En ese aludido texto sugería como hipótesis explicativa de este desvanecimiento de la izquierda, la vigencia de un nuevo paradigma ideológico, cuyo advenimiento cabe atribuir –al menos en parte– a la profecía autocumplida del final de la historia, la cual parece haber sido asumida como propia por el pensamiento político de signo progresista. Ahora quiero reparar en otro ingrediente aportado por lo acontecido en las últimas décadas y que compite en el ecosistema de la opinión pública por convertirse en factor determinante de las preocupaciones y las decisiones políticas que ha de tomar la ciudadanía de los países democráticos en la actualidad. Me refiero a la cuestión de la identidad.
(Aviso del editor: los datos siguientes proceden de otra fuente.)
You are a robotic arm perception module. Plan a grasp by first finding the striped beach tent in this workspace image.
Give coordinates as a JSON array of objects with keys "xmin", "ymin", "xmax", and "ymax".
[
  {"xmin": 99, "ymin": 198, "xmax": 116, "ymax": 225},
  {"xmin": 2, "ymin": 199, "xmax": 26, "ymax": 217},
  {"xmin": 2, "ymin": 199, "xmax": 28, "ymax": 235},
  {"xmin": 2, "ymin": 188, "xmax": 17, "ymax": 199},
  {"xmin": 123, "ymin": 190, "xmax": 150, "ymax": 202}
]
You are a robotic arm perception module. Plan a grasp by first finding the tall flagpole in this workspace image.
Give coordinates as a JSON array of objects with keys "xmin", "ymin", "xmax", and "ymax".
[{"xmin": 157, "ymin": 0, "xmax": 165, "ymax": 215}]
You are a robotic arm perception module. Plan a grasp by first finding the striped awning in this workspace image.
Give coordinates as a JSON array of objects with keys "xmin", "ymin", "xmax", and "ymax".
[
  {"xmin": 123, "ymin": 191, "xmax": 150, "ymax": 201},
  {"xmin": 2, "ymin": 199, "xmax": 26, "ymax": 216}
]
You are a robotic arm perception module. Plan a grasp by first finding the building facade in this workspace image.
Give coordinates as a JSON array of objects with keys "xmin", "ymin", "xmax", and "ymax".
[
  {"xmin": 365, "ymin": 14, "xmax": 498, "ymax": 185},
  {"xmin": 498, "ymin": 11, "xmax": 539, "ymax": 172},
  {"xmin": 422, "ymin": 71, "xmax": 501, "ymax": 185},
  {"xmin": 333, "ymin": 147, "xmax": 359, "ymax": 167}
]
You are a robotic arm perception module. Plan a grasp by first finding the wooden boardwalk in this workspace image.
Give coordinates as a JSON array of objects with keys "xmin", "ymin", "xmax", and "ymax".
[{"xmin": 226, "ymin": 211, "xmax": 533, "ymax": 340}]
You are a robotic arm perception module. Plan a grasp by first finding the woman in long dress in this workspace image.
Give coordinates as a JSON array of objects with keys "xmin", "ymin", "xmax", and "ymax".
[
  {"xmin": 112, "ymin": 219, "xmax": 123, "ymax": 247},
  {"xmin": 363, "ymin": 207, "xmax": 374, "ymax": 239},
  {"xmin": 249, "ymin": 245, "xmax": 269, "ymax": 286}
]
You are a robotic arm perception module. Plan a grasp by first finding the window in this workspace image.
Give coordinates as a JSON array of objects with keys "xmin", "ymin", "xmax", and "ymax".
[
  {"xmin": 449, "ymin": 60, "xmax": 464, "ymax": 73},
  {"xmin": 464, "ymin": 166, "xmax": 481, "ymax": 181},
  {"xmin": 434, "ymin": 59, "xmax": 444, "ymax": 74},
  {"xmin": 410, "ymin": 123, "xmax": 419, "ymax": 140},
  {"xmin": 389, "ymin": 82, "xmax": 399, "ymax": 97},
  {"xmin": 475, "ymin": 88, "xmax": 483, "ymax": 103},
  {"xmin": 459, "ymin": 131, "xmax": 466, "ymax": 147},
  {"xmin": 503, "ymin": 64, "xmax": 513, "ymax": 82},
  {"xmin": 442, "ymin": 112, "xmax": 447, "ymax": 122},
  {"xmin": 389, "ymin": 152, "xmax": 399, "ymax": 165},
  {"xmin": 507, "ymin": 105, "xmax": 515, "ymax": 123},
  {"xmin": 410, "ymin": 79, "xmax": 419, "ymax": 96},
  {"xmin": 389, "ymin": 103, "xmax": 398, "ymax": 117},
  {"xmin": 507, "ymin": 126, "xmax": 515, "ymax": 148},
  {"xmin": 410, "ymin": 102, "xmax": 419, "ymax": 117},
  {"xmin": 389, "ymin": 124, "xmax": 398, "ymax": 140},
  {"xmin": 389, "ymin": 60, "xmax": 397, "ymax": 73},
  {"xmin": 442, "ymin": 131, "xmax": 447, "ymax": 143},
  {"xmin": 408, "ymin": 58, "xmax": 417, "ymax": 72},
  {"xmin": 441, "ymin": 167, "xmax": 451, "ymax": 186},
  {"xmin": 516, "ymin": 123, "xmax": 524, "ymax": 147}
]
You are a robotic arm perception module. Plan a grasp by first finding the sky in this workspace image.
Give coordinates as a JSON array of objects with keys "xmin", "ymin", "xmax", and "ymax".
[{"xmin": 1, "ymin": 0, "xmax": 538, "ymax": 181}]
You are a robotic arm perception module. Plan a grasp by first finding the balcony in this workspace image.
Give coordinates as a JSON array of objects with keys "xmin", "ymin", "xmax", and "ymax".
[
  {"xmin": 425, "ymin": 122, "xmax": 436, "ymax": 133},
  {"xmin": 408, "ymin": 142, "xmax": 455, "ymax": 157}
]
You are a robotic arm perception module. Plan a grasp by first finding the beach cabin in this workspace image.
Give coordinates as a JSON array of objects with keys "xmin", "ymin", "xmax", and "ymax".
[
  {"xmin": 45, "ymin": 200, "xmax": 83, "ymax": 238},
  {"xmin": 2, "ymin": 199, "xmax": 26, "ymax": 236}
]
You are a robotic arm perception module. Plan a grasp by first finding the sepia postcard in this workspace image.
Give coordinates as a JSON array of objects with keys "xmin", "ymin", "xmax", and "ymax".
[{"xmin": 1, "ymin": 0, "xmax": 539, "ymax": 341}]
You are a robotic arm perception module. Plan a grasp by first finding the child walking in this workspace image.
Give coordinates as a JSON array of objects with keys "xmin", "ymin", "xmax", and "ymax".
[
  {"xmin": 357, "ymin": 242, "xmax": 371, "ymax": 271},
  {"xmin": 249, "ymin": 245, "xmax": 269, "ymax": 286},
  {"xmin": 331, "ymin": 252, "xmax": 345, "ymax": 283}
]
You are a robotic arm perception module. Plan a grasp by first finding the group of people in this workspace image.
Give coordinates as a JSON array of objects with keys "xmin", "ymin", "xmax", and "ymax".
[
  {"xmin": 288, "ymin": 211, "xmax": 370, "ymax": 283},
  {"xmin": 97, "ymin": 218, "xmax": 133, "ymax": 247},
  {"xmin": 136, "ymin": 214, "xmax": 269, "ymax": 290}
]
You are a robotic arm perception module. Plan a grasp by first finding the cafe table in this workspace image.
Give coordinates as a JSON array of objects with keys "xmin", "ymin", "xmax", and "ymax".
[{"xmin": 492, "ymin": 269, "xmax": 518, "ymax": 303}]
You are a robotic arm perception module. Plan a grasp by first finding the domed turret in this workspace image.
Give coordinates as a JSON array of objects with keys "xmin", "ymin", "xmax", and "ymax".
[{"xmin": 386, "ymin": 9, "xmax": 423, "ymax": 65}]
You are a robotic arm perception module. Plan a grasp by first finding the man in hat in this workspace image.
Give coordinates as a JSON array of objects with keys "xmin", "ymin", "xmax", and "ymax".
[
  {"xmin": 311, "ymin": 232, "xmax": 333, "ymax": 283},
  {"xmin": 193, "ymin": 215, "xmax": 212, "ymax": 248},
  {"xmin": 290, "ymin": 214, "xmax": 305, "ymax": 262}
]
Hay señales de un tiempo a esta parte que evidencian que la susodicha cuestión se ha visto exacerbada como reacción al proceso de globalización. Éste conlleva una cierta abstracción, aligeramiento y estandarización de los elementos que aspiran a mercantilizarse para así entrar en el circuito veloz de la aldea global. En este proceso las identidades corren el riesgo de diluirse, pues su peso simbólico es incompatible con la aceleración que exige el susodicho proceso. En esta línea iba el diagnóstico que exponía el escritor Vicente Verdú en un artículo publicado hace veinte años, en el que, tras identificar la globalización con el imperio de las marcas multinacionales, sentenciaba: «Pero la marca no es, en realidad, nada o casi nada; los pueblos son cada vez más iguales, adoptan el mismo sistema capitalista, los mismos valores, se fijan las mismas metas; sus características las normaliza cualquier estadística del Banco Mundial o cualquier otro organismo superior de cálculo omnipotente». Así, todos los rasgos que deberían marcar las diferencias se tornan homologables, lo que conlleva el ocaso de la especificidad. El título del artículo era, precisamente, «El fin de la identidad».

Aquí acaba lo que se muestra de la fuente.